I guess the earth must no longer be warming, and that CO2 emissions have stopped, because while we hear much about money and political bickering on the news, one topic that used to fill the headlines has practically disappeared. We are back in the era where I need to justify getting a low-emission car, or buying green electricity. People give me that puzzled look when I explain that I switch off my engine at traffic lights to save petrol, and when I don’t accelerate like a mad person afterwards, only to stop again a minute later. What strange behaviour on a planet that is going through the anthropocene unscathed…of course. No, climate change is as real as ever. But everyone is calm – why bother reaching an international agreement on emission reduction, while they continue to grow every year, and what’s wrong with a few more hot days for us Central Europeans anyway. And is the whole story true in the first place? Polls show increasing scepticism towards man-made climate change, the sad result of a discourse created by the lack of media coverage and European government policy. In this post I want to investigate the causes of the disappearance of climate change from the news reports, highlighting however, that climate change presents a massive threat to continued human existence on earth, and that more needs to be done.
|Areas affected by a 1m sea level rise|
To me it is quite obvious why the German and European political discourse of the 2000s was permeated by environmental concerns: Europe is one of the most dependent regions of the planet when it comes to energy. Fossil fuel reserves are barely available, and the vast majority of European natural gas and crude oil requirements are met by imports from Russia and the Gulf states. Awareness of immanent ‘peak oil’ and of Europe’s vulnerability to price fluctuations, made references to climate change an essential aspect of the justifications of mega-investments in energy infrastructure, particularly if one has to keep the balance between the need of increased self-sufficiency and good diplomatic relations with one’s geographical neighbours. It is difficult if not impossible to currently answer the question whether the climate change discourse was intentionally started to justify the movement towards energy self-sufficiency, but one can certainly say that it helped. In Germany, the climate change discourse became unnecessary after Fukushima – public opinion widely supported the conservative government’s plans to quit nuclear power, in spite of the move’s inevitable outcome of the large-scale transformation of landscapes. Thousands of wind turbines have been and are being constructed both on and offshore and enormous power lines are needed to transport electricity to the continent. This argument however, offers only a partial and regional explanation for the disappearance of the climate change discourse, which is not unique to Germany.

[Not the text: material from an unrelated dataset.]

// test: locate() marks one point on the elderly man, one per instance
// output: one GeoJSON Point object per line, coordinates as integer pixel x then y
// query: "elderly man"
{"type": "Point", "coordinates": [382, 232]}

Another obvious reason for the changing discourse is the decline in public support for action against climate change. While surveys do indeed show this trend throughout Europe, in some cases quite drastically, they often suggest somewhat impartial explanation, which is why I think that the true reasons lie in an interplay of all of them. Surveys thus often cite “climategate” or financial uncertainty due to the economic crisis as the highest ranking factors in determining this alteration. Indeed, there may be some truth to both arguments. The misleading IPCC report on 2009 revealed that there were those interested in producing particular results in climate research, placing an endeavour into doubt, that’s usefulness was seen sceptically anyway. When days got cold in two consecutive European winters, public belief in climate change decreased even further, although this causal connection is very difficult to establish using statistics. Petrol prices have risen dramatically since 2009, in some cases by up to 50%, and people have become less willing to pay extra taxes to fight a problem that they are not even sure exists. The time-scales used in global climate predictions appear to be a power too high to cause rational behaviour, and humanity falls back into the dilemma where it is believed that one’s own individual actions can’t change anything anyway. The result is that the majority (albeit a smaller majority) of Europeans continue to believe in man-made climate change, although they feel unwilling or unable to do anything about it. Fortunately, the world is organised into larger political units that can circumvent the aforementioned coordination problem, yet the public inertia is mirrored in the world of international relations, where China blames Europe, where Europe blames America, and where Americans don’t really care in the first place. So, everyone!, let’s carry on blasting CO2 into the Earth’s atmosphere, because there just isn’t anything we can do. Let’s just wait and see what happens.
|Webcam image of the melting North Pole, 22 August 2012|
Well, I’ll tell you what happens. In the last couple of days, the Arctic ice cover has shrunk to the smallest extent ever recorded. While the average ice cover for the 1980s was something like 8 million km², it has now dropped to 3.4 million km², breaking the previous record of 2007 by over 500,000km² - the size France. The 2000s were by far the warmest decade on record, and atmospheric CO2 concentrations have risen by 70% since the beginning of industrialisation. Climate change has by no means lost its relevance; it is happening, and foresters and farmers all over the world can already tell the difference. I am sceptical that globally coordinated action will really come about, although that would obviously be the only way to accomplish a change. I am somewhat more optimistic about Europe itself, which seems to be on track for reducing its own CO2 emissions, although perhaps with a rather non-altruistic motive. I’m going to end this post with a line from a song by Die Fantastischen Vier, which translates into this: “Put all the blame on us; you can keep all the other stuff!”